Smell has proved very useful to the evolution of life on earth, but of no help whatsoever to the evolution of television. In this programme, we watched people put their noses into jars containing the essence of rotting flesh, parfum du vomit and actual eau du toilette. But for all the wonders of technology there is no brown button on the remote control that will allow you to smell what they're smelling. Marvern visited Monell Chemical Senses Center in Philadelphia, where they busy themselves creating the world's worst smell. He allowed himself to be exposed to the result. They call it Stench Soup. Its recipe is a secret, but includes the concentrated smell of 1,000 unwashed toilets. Unless you watched the programme while sitting in the toilets at Heuston Station it will all have been a bit lost on you.

In the impressive short documentary, Eye of the Storm, we met Richard Fitzgerald and Gabe Davies. Richard owns a surf store in Bundoran, Co Donegal, a place he claims is the world's best surfing spot. He can ride a wave the size of a house with the unruffled air of someone popping down to the shops. Richard, believe it or not, has webbed feet. Rather more impressive was how, despite living all year round in Donegal, when he removed his T-shirt he displayed a healthy tan that did not stop dead at his elbow or curve sharply about his neck.

Gabe, meanwhile, is a professional surfer, who practises his trade in Newcastle in the north-east of England, where the water is filthy but there are fewer people to run over.

Gabe travels the world with his girl, looking for the biggest waves across the waters of the world. "His office," said his girlfriend, "is the beach and the ocean." My office is a desk with a flooded gutter outside the window. Stop taunting.

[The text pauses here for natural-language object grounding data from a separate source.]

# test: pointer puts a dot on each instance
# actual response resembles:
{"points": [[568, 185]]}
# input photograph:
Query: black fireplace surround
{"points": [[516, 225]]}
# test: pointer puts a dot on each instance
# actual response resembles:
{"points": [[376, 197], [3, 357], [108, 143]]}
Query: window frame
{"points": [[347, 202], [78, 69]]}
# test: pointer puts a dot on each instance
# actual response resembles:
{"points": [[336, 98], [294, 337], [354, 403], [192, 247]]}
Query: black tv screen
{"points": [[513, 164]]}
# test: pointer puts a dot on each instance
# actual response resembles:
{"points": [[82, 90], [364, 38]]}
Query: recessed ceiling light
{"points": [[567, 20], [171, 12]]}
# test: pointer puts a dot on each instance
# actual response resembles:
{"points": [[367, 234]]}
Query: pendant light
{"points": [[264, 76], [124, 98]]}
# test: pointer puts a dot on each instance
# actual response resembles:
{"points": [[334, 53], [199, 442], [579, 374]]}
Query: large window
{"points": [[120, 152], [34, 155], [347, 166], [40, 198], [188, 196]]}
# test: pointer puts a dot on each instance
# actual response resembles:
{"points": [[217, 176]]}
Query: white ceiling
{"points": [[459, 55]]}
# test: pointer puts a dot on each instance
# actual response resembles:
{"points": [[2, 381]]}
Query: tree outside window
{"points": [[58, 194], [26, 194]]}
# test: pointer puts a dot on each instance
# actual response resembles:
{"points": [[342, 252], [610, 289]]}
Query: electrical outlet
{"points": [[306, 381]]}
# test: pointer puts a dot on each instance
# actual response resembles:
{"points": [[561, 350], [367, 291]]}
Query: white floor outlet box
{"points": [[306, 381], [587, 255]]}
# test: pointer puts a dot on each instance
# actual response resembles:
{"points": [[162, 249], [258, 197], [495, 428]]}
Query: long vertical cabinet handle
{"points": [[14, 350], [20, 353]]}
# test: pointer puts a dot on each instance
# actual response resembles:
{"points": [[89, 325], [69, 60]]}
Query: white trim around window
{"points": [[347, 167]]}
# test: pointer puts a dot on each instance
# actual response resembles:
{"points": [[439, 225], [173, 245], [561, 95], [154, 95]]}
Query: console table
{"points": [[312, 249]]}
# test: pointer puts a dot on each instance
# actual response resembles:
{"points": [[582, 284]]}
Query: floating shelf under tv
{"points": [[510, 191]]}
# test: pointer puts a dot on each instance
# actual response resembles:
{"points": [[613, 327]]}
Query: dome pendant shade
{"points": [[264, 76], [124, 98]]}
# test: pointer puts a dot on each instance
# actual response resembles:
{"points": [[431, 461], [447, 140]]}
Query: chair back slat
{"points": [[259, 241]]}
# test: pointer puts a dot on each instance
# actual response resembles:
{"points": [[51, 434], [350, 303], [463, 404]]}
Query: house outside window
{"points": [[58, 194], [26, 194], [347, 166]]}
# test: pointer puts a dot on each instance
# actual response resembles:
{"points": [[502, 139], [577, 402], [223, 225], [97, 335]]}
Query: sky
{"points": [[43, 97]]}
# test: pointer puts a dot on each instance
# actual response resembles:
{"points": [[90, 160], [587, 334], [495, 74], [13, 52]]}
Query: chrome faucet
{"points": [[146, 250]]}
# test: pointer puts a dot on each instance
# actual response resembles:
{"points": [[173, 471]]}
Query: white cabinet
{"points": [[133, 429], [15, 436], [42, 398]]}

The week's highlight remains Fine Gael: A Family At War. It is hardly a title that sets the heart a-flutter, but turns out to becaviar in a yellow pack. It is television that you approach while pinching your nose, closing your eyes and opening wide, but from which you skip away giddy with information. It is a sharp and genuinely entertaining version of Fine Gael as docu-soap opera, and revels in a knowing accompaniment of songs. A Family At War makes Fine Gael interesting. No one should underestimate that achievement.